The outgoing president of the family division has alluded to how important it is that children and young people have access to proper mental health support as he congratulated a teenager, once at risk of taking her own life, for the progress she has made in a case which he warned could have left society with 'blood on our hands'.

Sir James Munby described his judgment, In the matter of X (A Child), as a 'very short coda' to a case in which he has handed down five judgments.

He recalled, in his sixth judgment, that X 'was a very disturbed teenager, excessively prone to self-harming behaviour, including many suicide attempts'. In August 2017 she was transferred, in accordance with section 47 of the Mental Health Act 1983, 'from the wholly unsuitable secure accommodation' in which she was previously detained under a detention and training order imposed by the Youth Court to the clinical setting of an adolescent low-secure unit 'which she so desperately needed'.

The case made national headlines last year when Munby warned that 'the system, society and the state ...will have blood on our hands' if a 'supportive and safe' placement could not be found for X when she was released from youth custody.

Munby said counsel for the local authority, Michael Jones, had kept him informed of developments.
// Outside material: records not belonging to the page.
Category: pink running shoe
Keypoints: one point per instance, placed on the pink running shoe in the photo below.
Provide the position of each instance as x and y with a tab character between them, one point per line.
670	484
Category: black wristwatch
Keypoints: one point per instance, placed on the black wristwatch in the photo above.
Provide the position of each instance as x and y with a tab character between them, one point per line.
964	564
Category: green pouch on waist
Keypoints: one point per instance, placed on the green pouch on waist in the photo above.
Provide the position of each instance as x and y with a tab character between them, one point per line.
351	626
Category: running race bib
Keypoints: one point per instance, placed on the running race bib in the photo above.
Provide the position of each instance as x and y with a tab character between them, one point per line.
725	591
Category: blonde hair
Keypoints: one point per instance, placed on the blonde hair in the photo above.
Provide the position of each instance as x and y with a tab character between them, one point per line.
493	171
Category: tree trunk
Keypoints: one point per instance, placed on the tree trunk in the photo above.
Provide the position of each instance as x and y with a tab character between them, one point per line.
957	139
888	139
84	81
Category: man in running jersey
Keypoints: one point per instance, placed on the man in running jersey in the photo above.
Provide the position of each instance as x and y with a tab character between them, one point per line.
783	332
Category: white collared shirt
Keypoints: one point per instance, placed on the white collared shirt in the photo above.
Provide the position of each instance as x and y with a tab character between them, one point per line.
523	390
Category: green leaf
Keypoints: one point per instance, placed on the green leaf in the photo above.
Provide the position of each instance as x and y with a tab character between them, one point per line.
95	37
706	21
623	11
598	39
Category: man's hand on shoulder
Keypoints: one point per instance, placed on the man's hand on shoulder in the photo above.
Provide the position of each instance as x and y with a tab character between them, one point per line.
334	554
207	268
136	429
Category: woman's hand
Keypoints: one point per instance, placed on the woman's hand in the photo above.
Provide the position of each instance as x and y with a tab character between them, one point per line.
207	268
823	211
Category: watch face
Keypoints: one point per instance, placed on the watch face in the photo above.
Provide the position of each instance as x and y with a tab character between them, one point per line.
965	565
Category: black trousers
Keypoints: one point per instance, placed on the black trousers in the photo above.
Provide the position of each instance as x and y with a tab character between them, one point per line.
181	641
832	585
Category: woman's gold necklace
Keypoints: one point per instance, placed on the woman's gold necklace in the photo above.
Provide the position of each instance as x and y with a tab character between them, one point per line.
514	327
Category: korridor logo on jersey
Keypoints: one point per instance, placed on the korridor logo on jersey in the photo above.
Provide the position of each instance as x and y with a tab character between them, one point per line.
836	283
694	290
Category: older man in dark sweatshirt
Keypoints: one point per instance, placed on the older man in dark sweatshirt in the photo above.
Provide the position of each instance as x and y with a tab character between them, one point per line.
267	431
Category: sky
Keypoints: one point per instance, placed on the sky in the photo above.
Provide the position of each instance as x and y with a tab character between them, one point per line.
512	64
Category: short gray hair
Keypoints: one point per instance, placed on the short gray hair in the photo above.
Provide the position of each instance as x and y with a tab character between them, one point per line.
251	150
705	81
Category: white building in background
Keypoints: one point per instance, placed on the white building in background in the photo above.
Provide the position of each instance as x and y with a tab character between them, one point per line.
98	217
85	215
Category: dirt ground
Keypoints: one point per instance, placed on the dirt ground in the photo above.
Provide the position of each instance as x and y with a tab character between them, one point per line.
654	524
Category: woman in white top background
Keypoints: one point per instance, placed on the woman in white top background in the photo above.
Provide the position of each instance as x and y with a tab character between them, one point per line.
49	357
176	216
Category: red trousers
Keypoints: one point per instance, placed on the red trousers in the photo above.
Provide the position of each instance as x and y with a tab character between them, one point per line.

In January, Jones said X's progress had been, on the whole, very positive. She was formally discharged from the secure unit the following month and returned home. Professionals and X's mum reported that she was 'happy, calm and settled' and 'like the old X'. Jones said: 'Given the situation the court faced last year...it is fair to say that her progress, having accessed the treatment she so desperately needed, has been nothing short of phenomenal.'

Munby said comment was 'superfluous' but congratulated X on her achievement and wished her 'the very best for the future'. He concluded: 'I cannot help wondering where X would be today if she had not, in the nick of time, received the appropriate clinical assistance she so desperately needed. That said, I leave it to others to ponder the moral of this story.'

Munby will step down as family division president in July.